Francesca Peri and her lab at EMBL Heidelberg recently investigated two proteins on the surface of microglia thought to be receptors that detect dying neurons: BAI1 and TIM-4. The team, along with Darren Gilmour and EMBL alumnus Jochen Wittbrodt, deactivated BAI1 and TIM-4 in living zebrafish embryos, first separately and then concurrently, to see what happened. Microglia without BAI1 had trouble forming phagosomes – the capsules that enclose and transport the neuron back to the cell for digestion. Those that lacked TIM-4 had trouble latching on to the neurons, often trying multiple times and failing, and their phagosomes tended to break open and spill their contents.
Microglia with non-functional BAI1 and TIM-4 had no problem finding their targets, they just couldn’t eat them properly, like a guest who eyes the roast beef hungrily but can’t get it into their mouth. “They have a fork, but somehow it doesn’t work,” says Peri. Faulty forks are especially problematic for microglia because they rely on their phagosomes to find and extract their target neurons, rather than moving to the cells and engulfing them directly. In the brain “what’s around you really matters – you can’t move around like an elephant,” Peri says.
If we can understand how these microglia go after neurons, we are learning something that has great value.

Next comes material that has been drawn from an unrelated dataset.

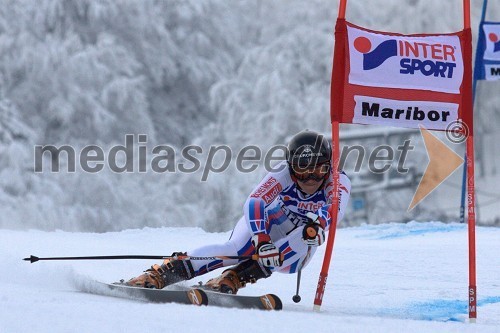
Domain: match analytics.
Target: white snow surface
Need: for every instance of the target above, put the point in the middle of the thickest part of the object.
(391, 277)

While her team’s study focused on how microglia behave during healthy development, Francesca thinks her research could potentially offer insight into neural disease as well. It is likely that microglia without functional phagosomes can’t prune neurons out of developing brains, and as a consequence crucial neural circuits may not form properly. A study published by fellow EMBL researcher Cornelius Gross in February 2014 found that mice with fewer microglia during development exhibit autistic-like behaviors throughout their lives, possibly because the connections between their neurons were not appropriately trimmed at a crucial stage. Other problems occur when microglia become too active and start digesting healthy neurons, like someone going into the kitchen and devouring the dessert before it’s put on the table. Francesca says that such overactive microglia could be a cause of degenerative diseases like multiple sclerosis and Alzheimer’s.
Microglia must be kept in check from both sides – either too much or too little activity can have severe consequences for an organism’s brain. Because removing neurons is so crucial for healthy brain function, there is likely some redundancy built into the process, with multiple molecules – and even cell types – able to perform the same duties in case one of them is out of commission. “We know that if we remove these microglia, other cells in the brain will eventually step in” and help clear dead neurons away, says Peri. That redundancy might mean that there is no one molecule that allows immune cells to recognize their targets, but rather a host of molecules that may perform that task at different times and in different situations. “We know that [microglia] are not sniffing around randomly – it’s a targeted migration [to their targets]. But we still don’t know which molecules work so precisely to direct each branch” to the dying neurons, she says.
Determining the roles of the many molecules that direct the processes of detecting neurons, capturing them in phagosomes and digesting them is a continuing research goal for her team. “If we can understand how exactly these microglia go after neurons and how exactly they are able to engulf and remove neurons, we are learning something that has great value.”